Катя вышла за ворота колледжа и медленно пошла по расчищенной дорожке с длинными рыхлыми сугробами по обочинам.
Проходя мимо школы, девушка заметила на углу знакомую фигуру в сером пуховике. Из здания выбежала невысокая девочка с короткими рыжими волосами и рюкзачком за спиной. Парень раскрыл объятия, и та повисла у него на шее.
Катя остановилась. Малой заметил ее и помахал, а когда парочка проходила мимо, девушка услышала:
— Костя, а это кто?
— Никто. Просто учимся в одном колледже, — спокойно ответил он.
— Поможешь мне выучить биологию? — попросила девчонка.
Костя осторожно обнял ее за плечи, совсем не так, он обращался со своими былыми подружками, и пообещал:
— Конечно!
Молодые люди скрылись из вида, а Катя все так стояла, глядя в ту сторону, куда они ушли.

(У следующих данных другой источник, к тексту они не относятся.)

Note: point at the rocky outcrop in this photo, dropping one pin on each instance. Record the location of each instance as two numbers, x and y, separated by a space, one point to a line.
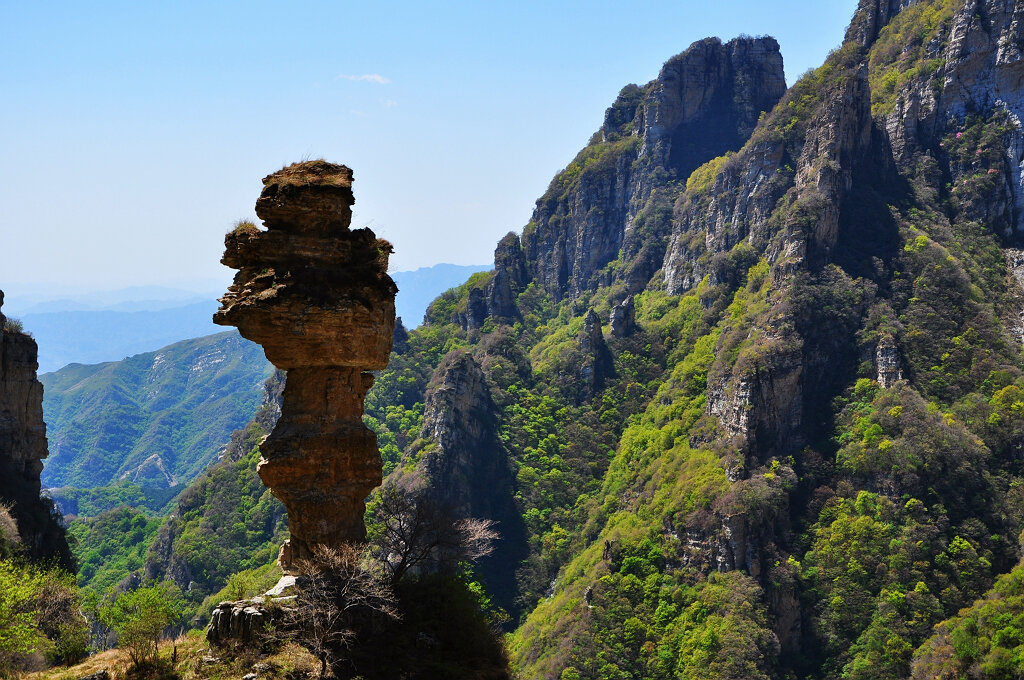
510 279
624 317
316 296
613 198
23 448
887 364
871 16
970 65
597 363
467 468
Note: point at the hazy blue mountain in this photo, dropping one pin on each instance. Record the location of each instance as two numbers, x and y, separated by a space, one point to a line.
156 419
417 289
91 337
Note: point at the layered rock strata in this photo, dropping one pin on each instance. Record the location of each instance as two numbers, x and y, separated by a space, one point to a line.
613 200
23 448
316 296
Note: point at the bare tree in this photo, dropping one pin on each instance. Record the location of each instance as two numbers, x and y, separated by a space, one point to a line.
417 534
341 590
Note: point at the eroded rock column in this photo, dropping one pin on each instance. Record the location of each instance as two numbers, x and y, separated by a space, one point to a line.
316 296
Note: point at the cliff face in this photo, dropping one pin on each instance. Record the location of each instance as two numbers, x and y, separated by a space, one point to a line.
317 297
23 448
612 198
466 468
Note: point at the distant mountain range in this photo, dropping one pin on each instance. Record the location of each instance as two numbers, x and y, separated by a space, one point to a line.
157 419
109 326
91 337
417 289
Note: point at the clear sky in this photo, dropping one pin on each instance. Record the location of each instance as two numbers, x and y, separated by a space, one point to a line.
133 134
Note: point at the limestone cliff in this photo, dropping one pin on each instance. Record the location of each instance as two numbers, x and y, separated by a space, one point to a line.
316 296
23 448
466 469
613 196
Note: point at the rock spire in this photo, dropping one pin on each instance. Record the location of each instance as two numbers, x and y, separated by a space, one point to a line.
316 296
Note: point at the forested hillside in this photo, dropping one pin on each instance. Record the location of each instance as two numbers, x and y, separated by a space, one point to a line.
156 419
754 368
745 396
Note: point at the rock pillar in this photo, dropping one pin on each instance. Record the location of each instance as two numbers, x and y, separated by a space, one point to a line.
316 296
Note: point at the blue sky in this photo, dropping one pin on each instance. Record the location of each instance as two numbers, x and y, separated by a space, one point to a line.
133 134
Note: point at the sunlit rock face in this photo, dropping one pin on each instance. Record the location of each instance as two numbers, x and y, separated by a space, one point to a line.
23 448
316 296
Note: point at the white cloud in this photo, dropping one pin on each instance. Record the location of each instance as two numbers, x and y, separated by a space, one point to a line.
367 77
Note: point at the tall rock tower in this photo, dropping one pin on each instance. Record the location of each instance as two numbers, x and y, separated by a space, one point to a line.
23 448
316 296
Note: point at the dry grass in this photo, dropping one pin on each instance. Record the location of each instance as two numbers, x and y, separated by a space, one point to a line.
194 661
311 172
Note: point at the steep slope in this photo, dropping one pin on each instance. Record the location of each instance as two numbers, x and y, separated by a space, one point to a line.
419 287
223 522
23 448
796 454
156 419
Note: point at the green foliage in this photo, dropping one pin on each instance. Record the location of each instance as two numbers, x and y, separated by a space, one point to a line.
82 503
597 160
226 521
985 640
139 618
111 546
701 179
39 613
904 51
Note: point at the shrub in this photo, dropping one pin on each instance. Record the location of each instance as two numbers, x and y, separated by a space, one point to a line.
139 618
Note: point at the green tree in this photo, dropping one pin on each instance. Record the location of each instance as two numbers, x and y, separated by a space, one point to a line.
139 618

Алиса последние две недели не появлялась в колледже. Теперь стало ясно почему. Катя догадывалась, что злорадствовать дурно, но в свете ее последних дел это казалось сущим пустяком. Во всех хороших фильмах главные героини после серьезных событий в жизни всегда осознавали что-то важное, становились лучше, всех прощали…

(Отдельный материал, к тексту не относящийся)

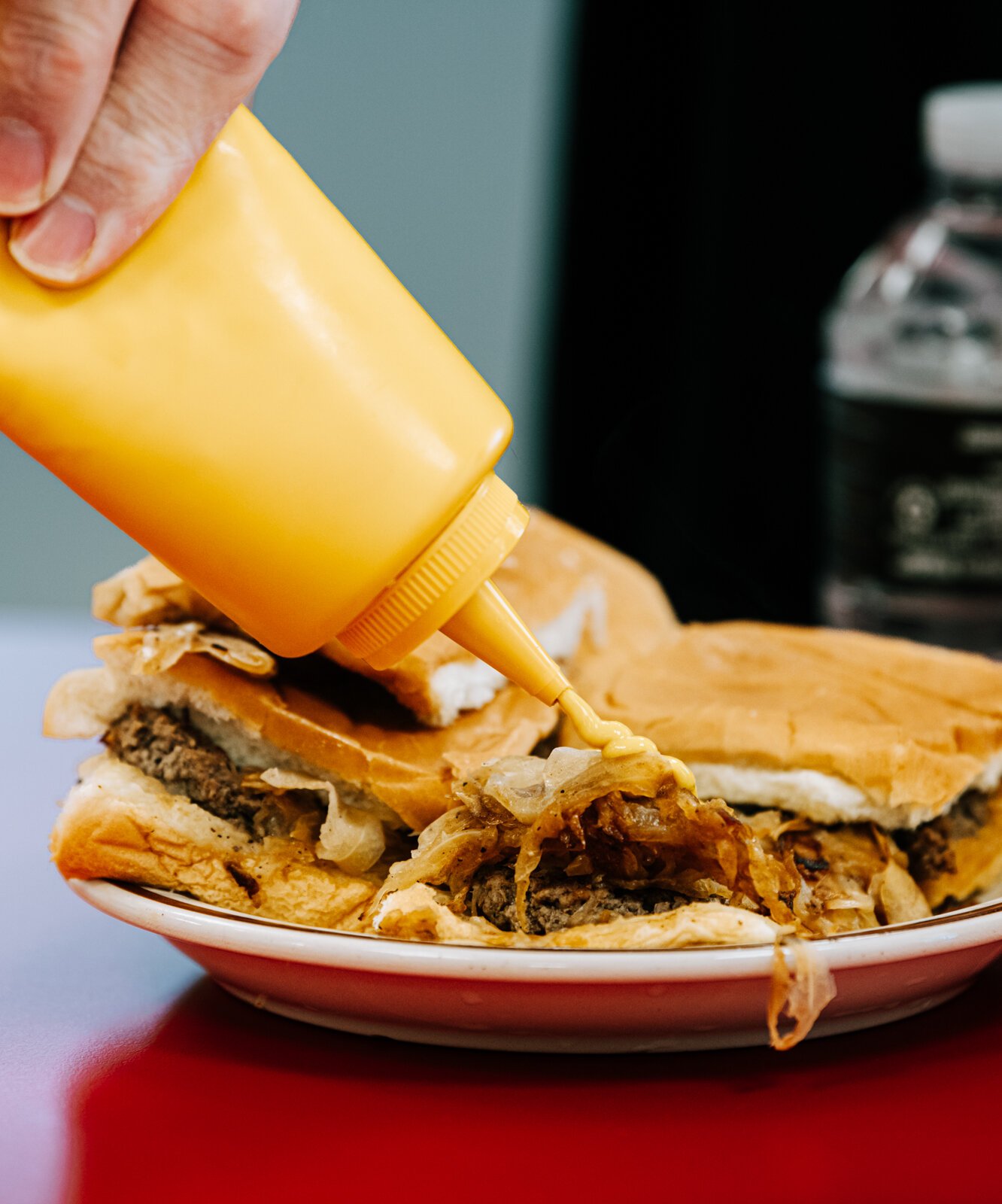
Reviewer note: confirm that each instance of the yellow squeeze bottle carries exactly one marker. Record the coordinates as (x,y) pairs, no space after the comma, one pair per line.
(257,400)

Девушка вздохнула. С ней в главных ролях никогда бы не получилось хорошего фильма.
Снежинки скользили по щекам, переносице, падали на ресницы, и сквозь сплетение белых пушинок мелькали фары проезжающих машин.
Катя перешла дорогу, но до входа в парк, видневшийся между берез, дойти не успела. Точно из-под земли перед ней вырос черный волк и, со всего маху прыгнув на нее, повалил навзничь. Девушка в страхе зажмурилась, а когда ощутила горячий мягкий язык, облизывающий ей лицо, засмеялась.
— Йоро, неужели ты?
Ореховые глаза задорно смотрели на нее, а большой черный нос тыкался в подбородок. Оборотень лизнул ее волосы, пожевал, затем наступил ей на живот и помчался в парк.

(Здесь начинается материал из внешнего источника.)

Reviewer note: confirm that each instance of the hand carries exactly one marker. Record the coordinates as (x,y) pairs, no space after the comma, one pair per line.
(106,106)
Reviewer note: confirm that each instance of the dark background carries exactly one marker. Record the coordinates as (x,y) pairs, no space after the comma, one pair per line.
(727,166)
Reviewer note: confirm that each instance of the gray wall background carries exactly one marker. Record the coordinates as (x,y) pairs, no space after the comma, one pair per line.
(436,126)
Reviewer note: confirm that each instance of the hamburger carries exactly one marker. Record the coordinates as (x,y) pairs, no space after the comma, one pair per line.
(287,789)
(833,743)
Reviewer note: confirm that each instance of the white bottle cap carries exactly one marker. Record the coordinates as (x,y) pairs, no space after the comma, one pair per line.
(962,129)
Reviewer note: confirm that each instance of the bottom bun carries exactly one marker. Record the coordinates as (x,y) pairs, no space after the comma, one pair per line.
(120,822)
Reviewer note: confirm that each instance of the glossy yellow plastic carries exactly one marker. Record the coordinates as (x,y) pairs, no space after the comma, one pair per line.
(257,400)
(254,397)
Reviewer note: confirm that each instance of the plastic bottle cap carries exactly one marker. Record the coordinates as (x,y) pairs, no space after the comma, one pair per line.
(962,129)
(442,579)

Катя поднялась и, отряхнувшись от снега, пошла за ним. За последние две недели она не испытывала волнения сильнее. Напряжение, в котором она жила, подобно стеклянному колпаку, отгородило ее от необыкновенной зимы. И сейчас стекло наконец треснуло, впустив в душную обитель порыв северного ветра. Как прежде, всколыхнувший воспоминания, чувства, которые она с такой тщательностью день за днем хоронила в себе.
Из-за широкого ствола дуба вышел мальчик — точно маленький уголек на белом рыхлом покрывале. Он нагнулся, слепил снежок и, смеясь, запустил в девушку.
— Мне холодно на тебя смотреть, — поежилась Катя.
— А мне жарко! — Йоро приблизился, встал перед ней, с гордостью объявив: — Я свободен!
Она улыбнулась и с опаской погладила его по горячему плечу.
Мальчик поднял руку и провел растопыренными пальцами по ее волосам.
— Они цвета волшебных семян тамаринда, — сказал он. — Когда я впервые тебя увидел, то подумал — сами боги прислали помощь. Теперь ты мой талисман. — Йоро шагнул к ней и крепко обнял. — Я никому не дам тебя в обиду.